5. Deep Well Injection: Pumping hazardous waste deep into the Earth at a depth where it cannot contaminate surface water or groundwater.
Question: what is the impact of Acid rain on the Environment?
Answer: Acid rain has a significant impact on the environment. It can damage vegetation, soil, water bodies, and man-made structures. Acid rain accelerates the decay of buildings, statues, and sculptures, and can cause paint to peel off from walls. Acid rain is also known to leach away essential nutrients from the soil, making it acidic and inhospitable for plant growth. The acidity of water bodies can also impact aquatic life and decrease biodiversity. Finally, acid rain is known to increase air pollution and cause smog, which can lead to serious health issues.
Question: How does Noise pollution affect living organisms? What are the different ways by which Noise Pollution can be controlled?
Answer: Noise pollution affects living organisms by causing physical and psychological problems such as hearing damage, stress, anxiety, and difficulty sleeping. Studies have also shown that exposure to noise pollution can reduce the number of birds in a given area, as well as disrupt the behaviour of whales and other marine creatures.
Noise pollution can be controlled in a variety of ways, including:
1. Reducing the amount of noise generated in the first place by using quieter machines and vehicles, and by using soundproofing materials in industrial and commercial settings.
2. Creating noise-free zones in residential areas, parks, and other places where people can enjoy peace and quiet.
3. Establishing noise ordinances that regulate the amount of noise allowed in certain areas.
4. Educating the public about the effects of noise pollution, and encouraging individuals to be more aware and considerate about the noise they generate.
5. Planting trees and other vegetation to act as natural sound barriers.
Question: What are Solid wastes? What are their sources and impacts on Environment
Answer: Solid wastes are any type of waste material that is discarded or disposed of as unusable or unwanted.
They are generally composed of solids, liquids, and gases, and can include items such as plastics, glass, metals, paper, food, chemicals, and electronics. Solid waste can come from a variety of sources, including residential households, manufacturing processes, and commercial businesses.
The impacts of solid waste on the environment can be significant and far-reaching. Solid waste can pollute the air, water, and land, and can also contribute to global climate change, deplete natural resources, and compromise public health. Solid wastes can also create environmental hazards, such as hazardous waste sites, leachate runoff, and landfills.
Question: What is meant by Marine Pollution? What are the different types of marine Pollutants? What is the effect of Marine Pollution on aquatic organisms?
Answer: Marine Pollution is the contamination of the ocean environment by human activities. It can occur through the introduction of pollutants into the ocean, such as oil spills, sewage, litter, agricultural runoff, and chemical waste.

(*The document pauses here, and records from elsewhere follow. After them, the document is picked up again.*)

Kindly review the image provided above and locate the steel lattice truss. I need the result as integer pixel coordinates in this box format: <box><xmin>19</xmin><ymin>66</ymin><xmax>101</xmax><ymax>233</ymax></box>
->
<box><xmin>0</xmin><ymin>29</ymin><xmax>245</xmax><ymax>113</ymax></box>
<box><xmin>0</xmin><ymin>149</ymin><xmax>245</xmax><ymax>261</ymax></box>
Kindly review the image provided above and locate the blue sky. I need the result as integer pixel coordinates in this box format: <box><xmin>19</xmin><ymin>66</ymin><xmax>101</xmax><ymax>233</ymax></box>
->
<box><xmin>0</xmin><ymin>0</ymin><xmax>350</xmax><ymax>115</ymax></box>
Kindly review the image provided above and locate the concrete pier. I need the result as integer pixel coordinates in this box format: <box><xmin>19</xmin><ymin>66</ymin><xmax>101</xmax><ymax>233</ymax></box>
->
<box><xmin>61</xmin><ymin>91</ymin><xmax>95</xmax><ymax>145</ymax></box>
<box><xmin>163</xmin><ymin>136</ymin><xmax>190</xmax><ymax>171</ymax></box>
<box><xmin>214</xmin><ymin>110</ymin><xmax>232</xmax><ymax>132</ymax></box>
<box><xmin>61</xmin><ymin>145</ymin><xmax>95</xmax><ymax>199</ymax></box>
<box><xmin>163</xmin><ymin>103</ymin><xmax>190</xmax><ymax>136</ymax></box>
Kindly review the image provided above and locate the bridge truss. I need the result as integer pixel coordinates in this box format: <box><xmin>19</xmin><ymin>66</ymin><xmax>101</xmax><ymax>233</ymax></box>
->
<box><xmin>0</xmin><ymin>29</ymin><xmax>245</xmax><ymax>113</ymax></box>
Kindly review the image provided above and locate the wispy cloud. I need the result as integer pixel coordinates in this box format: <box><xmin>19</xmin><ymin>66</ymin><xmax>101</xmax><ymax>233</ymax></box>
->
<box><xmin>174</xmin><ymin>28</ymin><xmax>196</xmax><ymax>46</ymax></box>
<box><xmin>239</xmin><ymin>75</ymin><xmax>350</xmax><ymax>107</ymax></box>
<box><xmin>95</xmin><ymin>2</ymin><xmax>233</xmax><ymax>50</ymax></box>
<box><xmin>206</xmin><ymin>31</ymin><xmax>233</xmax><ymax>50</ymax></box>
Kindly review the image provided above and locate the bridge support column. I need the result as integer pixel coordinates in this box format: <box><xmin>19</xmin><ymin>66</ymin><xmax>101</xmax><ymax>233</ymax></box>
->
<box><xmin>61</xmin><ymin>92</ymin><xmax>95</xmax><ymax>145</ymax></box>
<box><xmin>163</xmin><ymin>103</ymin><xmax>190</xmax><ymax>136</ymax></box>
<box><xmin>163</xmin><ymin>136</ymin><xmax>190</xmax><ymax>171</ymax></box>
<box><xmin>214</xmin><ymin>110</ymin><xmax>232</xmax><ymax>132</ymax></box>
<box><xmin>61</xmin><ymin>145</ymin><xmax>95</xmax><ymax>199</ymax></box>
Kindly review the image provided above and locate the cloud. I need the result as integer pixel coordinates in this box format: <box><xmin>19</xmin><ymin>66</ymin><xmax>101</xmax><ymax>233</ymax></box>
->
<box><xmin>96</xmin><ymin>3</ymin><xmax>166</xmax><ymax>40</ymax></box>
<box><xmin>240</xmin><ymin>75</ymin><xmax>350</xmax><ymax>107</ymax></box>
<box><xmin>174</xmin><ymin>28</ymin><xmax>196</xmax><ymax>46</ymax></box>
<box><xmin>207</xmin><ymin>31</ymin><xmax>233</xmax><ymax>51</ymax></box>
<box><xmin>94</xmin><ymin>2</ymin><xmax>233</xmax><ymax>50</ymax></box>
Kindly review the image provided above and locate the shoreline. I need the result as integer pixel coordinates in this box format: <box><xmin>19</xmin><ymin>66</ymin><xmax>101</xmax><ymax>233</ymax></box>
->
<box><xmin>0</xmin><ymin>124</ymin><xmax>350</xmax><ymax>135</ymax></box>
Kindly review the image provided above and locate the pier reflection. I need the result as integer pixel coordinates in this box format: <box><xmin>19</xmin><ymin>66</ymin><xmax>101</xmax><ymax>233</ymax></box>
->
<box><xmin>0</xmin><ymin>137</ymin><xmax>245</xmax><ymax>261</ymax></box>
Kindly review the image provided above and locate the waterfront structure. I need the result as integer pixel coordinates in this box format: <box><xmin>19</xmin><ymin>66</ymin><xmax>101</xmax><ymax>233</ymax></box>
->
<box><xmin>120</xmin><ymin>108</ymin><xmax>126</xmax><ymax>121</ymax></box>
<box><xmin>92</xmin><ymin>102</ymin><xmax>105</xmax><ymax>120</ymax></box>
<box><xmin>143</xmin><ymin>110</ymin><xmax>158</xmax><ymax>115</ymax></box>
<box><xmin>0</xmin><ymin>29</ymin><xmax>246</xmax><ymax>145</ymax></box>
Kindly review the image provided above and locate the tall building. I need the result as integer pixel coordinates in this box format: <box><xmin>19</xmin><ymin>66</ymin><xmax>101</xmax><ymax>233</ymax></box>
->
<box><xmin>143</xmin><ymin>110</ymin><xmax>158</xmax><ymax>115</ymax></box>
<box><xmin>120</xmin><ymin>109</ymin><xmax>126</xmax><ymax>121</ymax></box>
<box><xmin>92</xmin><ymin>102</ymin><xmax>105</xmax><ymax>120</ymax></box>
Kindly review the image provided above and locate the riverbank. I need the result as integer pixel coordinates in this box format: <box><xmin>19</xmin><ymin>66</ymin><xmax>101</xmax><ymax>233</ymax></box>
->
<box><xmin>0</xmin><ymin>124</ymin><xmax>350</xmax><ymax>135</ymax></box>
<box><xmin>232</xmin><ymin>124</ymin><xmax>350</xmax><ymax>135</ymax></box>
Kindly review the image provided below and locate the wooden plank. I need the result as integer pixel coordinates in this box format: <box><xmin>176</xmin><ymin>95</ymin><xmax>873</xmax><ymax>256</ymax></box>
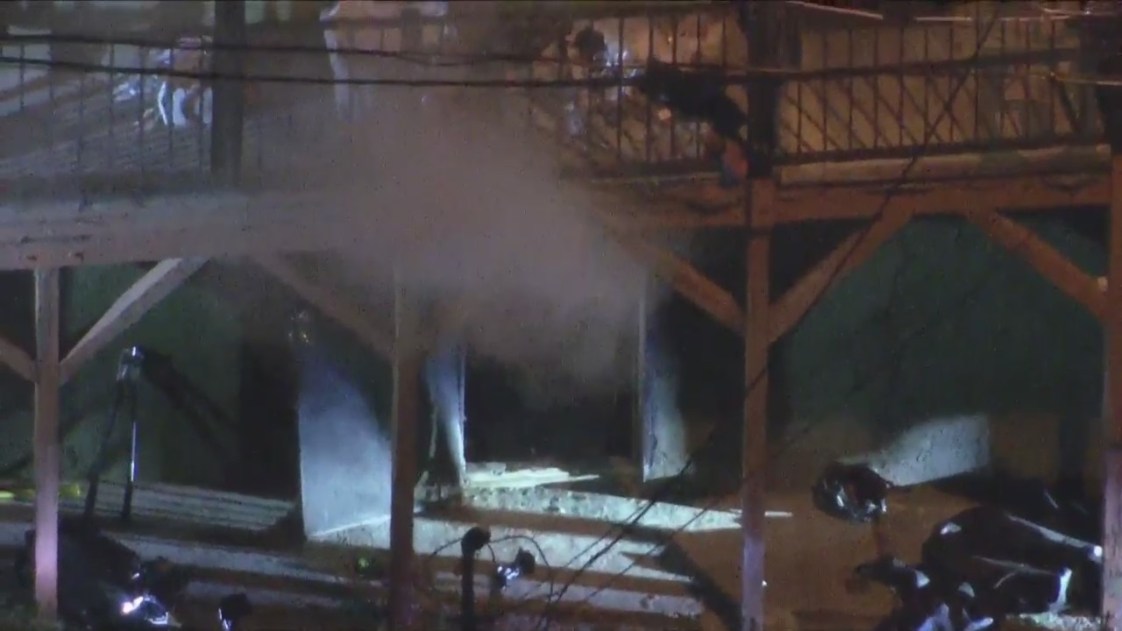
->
<box><xmin>34</xmin><ymin>268</ymin><xmax>62</xmax><ymax>620</ymax></box>
<box><xmin>1102</xmin><ymin>155</ymin><xmax>1122</xmax><ymax>629</ymax></box>
<box><xmin>389</xmin><ymin>274</ymin><xmax>423</xmax><ymax>629</ymax></box>
<box><xmin>965</xmin><ymin>210</ymin><xmax>1106</xmax><ymax>320</ymax></box>
<box><xmin>617</xmin><ymin>235</ymin><xmax>744</xmax><ymax>335</ymax></box>
<box><xmin>767</xmin><ymin>211</ymin><xmax>911</xmax><ymax>342</ymax></box>
<box><xmin>0</xmin><ymin>337</ymin><xmax>35</xmax><ymax>382</ymax></box>
<box><xmin>0</xmin><ymin>190</ymin><xmax>374</xmax><ymax>269</ymax></box>
<box><xmin>769</xmin><ymin>173</ymin><xmax>1110</xmax><ymax>223</ymax></box>
<box><xmin>254</xmin><ymin>251</ymin><xmax>394</xmax><ymax>358</ymax></box>
<box><xmin>61</xmin><ymin>258</ymin><xmax>206</xmax><ymax>383</ymax></box>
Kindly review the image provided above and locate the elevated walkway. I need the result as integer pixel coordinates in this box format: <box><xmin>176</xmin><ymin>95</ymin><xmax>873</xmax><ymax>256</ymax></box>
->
<box><xmin>0</xmin><ymin>2</ymin><xmax>1107</xmax><ymax>245</ymax></box>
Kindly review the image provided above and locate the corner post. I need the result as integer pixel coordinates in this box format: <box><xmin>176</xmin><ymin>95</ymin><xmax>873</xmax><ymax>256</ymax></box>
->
<box><xmin>34</xmin><ymin>268</ymin><xmax>61</xmax><ymax>621</ymax></box>
<box><xmin>1095</xmin><ymin>55</ymin><xmax>1122</xmax><ymax>629</ymax></box>
<box><xmin>389</xmin><ymin>267</ymin><xmax>423</xmax><ymax>631</ymax></box>
<box><xmin>741</xmin><ymin>2</ymin><xmax>782</xmax><ymax>631</ymax></box>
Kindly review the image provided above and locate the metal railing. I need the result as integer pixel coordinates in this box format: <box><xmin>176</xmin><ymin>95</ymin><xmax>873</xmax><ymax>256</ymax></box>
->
<box><xmin>0</xmin><ymin>2</ymin><xmax>1102</xmax><ymax>202</ymax></box>
<box><xmin>779</xmin><ymin>13</ymin><xmax>1103</xmax><ymax>164</ymax></box>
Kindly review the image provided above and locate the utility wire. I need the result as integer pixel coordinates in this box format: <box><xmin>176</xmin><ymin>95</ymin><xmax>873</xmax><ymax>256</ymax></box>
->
<box><xmin>0</xmin><ymin>34</ymin><xmax>569</xmax><ymax>66</ymax></box>
<box><xmin>535</xmin><ymin>9</ymin><xmax>997</xmax><ymax>631</ymax></box>
<box><xmin>0</xmin><ymin>48</ymin><xmax>1122</xmax><ymax>89</ymax></box>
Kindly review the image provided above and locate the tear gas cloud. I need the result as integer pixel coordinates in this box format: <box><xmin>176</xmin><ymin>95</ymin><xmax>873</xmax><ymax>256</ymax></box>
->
<box><xmin>297</xmin><ymin>346</ymin><xmax>393</xmax><ymax>533</ymax></box>
<box><xmin>291</xmin><ymin>86</ymin><xmax>656</xmax><ymax>387</ymax></box>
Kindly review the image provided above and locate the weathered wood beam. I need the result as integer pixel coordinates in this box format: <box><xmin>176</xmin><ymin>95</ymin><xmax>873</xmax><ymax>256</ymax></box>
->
<box><xmin>769</xmin><ymin>173</ymin><xmax>1110</xmax><ymax>223</ymax></box>
<box><xmin>611</xmin><ymin>202</ymin><xmax>744</xmax><ymax>232</ymax></box>
<box><xmin>965</xmin><ymin>210</ymin><xmax>1106</xmax><ymax>320</ymax></box>
<box><xmin>33</xmin><ymin>268</ymin><xmax>62</xmax><ymax>621</ymax></box>
<box><xmin>61</xmin><ymin>258</ymin><xmax>206</xmax><ymax>383</ymax></box>
<box><xmin>0</xmin><ymin>191</ymin><xmax>371</xmax><ymax>269</ymax></box>
<box><xmin>252</xmin><ymin>255</ymin><xmax>394</xmax><ymax>359</ymax></box>
<box><xmin>741</xmin><ymin>217</ymin><xmax>771</xmax><ymax>631</ymax></box>
<box><xmin>0</xmin><ymin>337</ymin><xmax>35</xmax><ymax>382</ymax></box>
<box><xmin>1102</xmin><ymin>151</ymin><xmax>1122</xmax><ymax>629</ymax></box>
<box><xmin>389</xmin><ymin>270</ymin><xmax>424</xmax><ymax>629</ymax></box>
<box><xmin>767</xmin><ymin>212</ymin><xmax>911</xmax><ymax>342</ymax></box>
<box><xmin>619</xmin><ymin>237</ymin><xmax>744</xmax><ymax>335</ymax></box>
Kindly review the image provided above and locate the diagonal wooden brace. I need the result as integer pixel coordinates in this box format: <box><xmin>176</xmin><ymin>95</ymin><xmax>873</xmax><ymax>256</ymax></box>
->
<box><xmin>59</xmin><ymin>258</ymin><xmax>206</xmax><ymax>383</ymax></box>
<box><xmin>965</xmin><ymin>210</ymin><xmax>1106</xmax><ymax>320</ymax></box>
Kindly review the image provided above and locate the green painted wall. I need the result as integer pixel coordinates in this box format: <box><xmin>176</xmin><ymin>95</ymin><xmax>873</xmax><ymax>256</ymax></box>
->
<box><xmin>775</xmin><ymin>220</ymin><xmax>1105</xmax><ymax>483</ymax></box>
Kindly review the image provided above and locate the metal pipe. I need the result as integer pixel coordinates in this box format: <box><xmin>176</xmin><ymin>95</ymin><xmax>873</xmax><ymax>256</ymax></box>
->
<box><xmin>460</xmin><ymin>525</ymin><xmax>490</xmax><ymax>631</ymax></box>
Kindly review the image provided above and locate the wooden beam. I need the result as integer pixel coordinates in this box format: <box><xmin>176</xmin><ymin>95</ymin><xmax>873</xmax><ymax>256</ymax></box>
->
<box><xmin>61</xmin><ymin>258</ymin><xmax>206</xmax><ymax>383</ymax></box>
<box><xmin>619</xmin><ymin>236</ymin><xmax>744</xmax><ymax>335</ymax></box>
<box><xmin>1102</xmin><ymin>154</ymin><xmax>1122</xmax><ymax>629</ymax></box>
<box><xmin>252</xmin><ymin>251</ymin><xmax>394</xmax><ymax>359</ymax></box>
<box><xmin>767</xmin><ymin>211</ymin><xmax>911</xmax><ymax>342</ymax></box>
<box><xmin>34</xmin><ymin>268</ymin><xmax>62</xmax><ymax>621</ymax></box>
<box><xmin>769</xmin><ymin>173</ymin><xmax>1110</xmax><ymax>223</ymax></box>
<box><xmin>389</xmin><ymin>270</ymin><xmax>423</xmax><ymax>630</ymax></box>
<box><xmin>0</xmin><ymin>337</ymin><xmax>35</xmax><ymax>382</ymax></box>
<box><xmin>0</xmin><ymin>190</ymin><xmax>373</xmax><ymax>269</ymax></box>
<box><xmin>741</xmin><ymin>223</ymin><xmax>771</xmax><ymax>631</ymax></box>
<box><xmin>965</xmin><ymin>210</ymin><xmax>1106</xmax><ymax>320</ymax></box>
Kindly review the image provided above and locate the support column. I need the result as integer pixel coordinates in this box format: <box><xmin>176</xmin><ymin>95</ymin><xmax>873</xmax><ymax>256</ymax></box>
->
<box><xmin>1103</xmin><ymin>153</ymin><xmax>1122</xmax><ymax>629</ymax></box>
<box><xmin>741</xmin><ymin>198</ymin><xmax>771</xmax><ymax>631</ymax></box>
<box><xmin>34</xmin><ymin>268</ymin><xmax>61</xmax><ymax>621</ymax></box>
<box><xmin>1096</xmin><ymin>55</ymin><xmax>1122</xmax><ymax>630</ymax></box>
<box><xmin>389</xmin><ymin>274</ymin><xmax>423</xmax><ymax>631</ymax></box>
<box><xmin>741</xmin><ymin>2</ymin><xmax>785</xmax><ymax>631</ymax></box>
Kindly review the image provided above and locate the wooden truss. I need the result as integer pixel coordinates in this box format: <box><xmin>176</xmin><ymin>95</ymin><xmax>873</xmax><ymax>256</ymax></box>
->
<box><xmin>0</xmin><ymin>158</ymin><xmax>1122</xmax><ymax>619</ymax></box>
<box><xmin>613</xmin><ymin>156</ymin><xmax>1122</xmax><ymax>631</ymax></box>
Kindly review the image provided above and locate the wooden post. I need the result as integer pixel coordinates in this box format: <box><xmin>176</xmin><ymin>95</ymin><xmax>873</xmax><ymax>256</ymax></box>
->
<box><xmin>1095</xmin><ymin>55</ymin><xmax>1122</xmax><ymax>629</ymax></box>
<box><xmin>741</xmin><ymin>204</ymin><xmax>771</xmax><ymax>631</ymax></box>
<box><xmin>389</xmin><ymin>274</ymin><xmax>423</xmax><ymax>631</ymax></box>
<box><xmin>741</xmin><ymin>2</ymin><xmax>783</xmax><ymax>631</ymax></box>
<box><xmin>1102</xmin><ymin>154</ymin><xmax>1122</xmax><ymax>629</ymax></box>
<box><xmin>34</xmin><ymin>268</ymin><xmax>59</xmax><ymax>620</ymax></box>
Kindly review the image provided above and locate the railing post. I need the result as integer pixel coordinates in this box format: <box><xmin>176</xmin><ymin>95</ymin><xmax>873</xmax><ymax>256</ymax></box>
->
<box><xmin>211</xmin><ymin>0</ymin><xmax>246</xmax><ymax>186</ymax></box>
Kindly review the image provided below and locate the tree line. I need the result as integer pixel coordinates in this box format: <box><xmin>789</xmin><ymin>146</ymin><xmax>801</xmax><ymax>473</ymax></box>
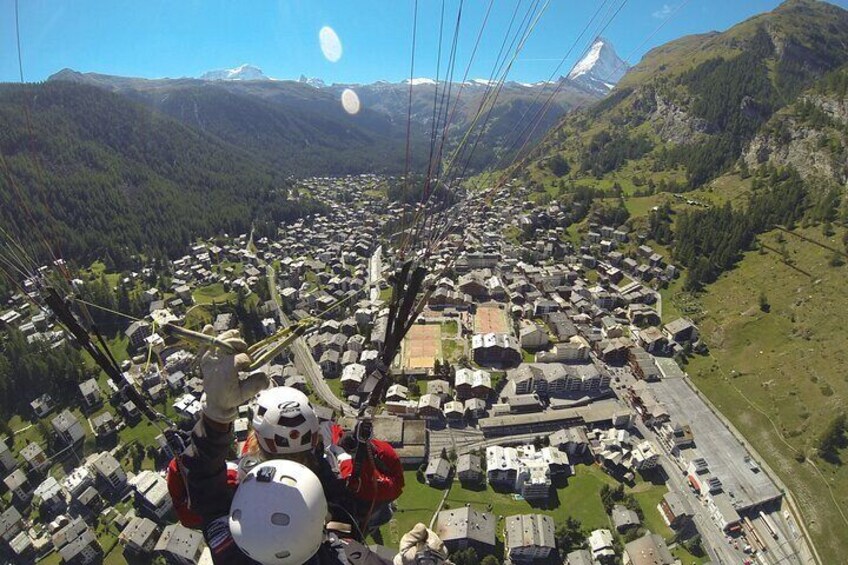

The different types of marine pollutants include oil, sewage, trash, agricultural runoff, chemical waste, and heavy metals. Oil is released through accidental spills and runoff from shipping vessels, while sewage is released from coastal cities and ships. Trash, such as plastic bags and bottles, is introduced into the ocean through poor waste management practices. Agricultural runoff is caused by fertilizers and other chemicals used in farming which wash into the ocean. Chemical waste is introduced through industrial activities and sewage, and heavy metals are released from industrial and power plant operations.
The effect of marine pollution on aquatic organisms can be severe. Pollutants can poison aquatic life, interfere with their ability to reproduce and feed, and cause deformities and disease. Pollutants can also reduce oxygen levels in the water, leading to fish kills, and increasing the acidity of the water, making it difficult for organisms to survive. Additionally, pollutants can block sunlight and reduce the growth of phytoplankton, a key component of the aquatic food chain.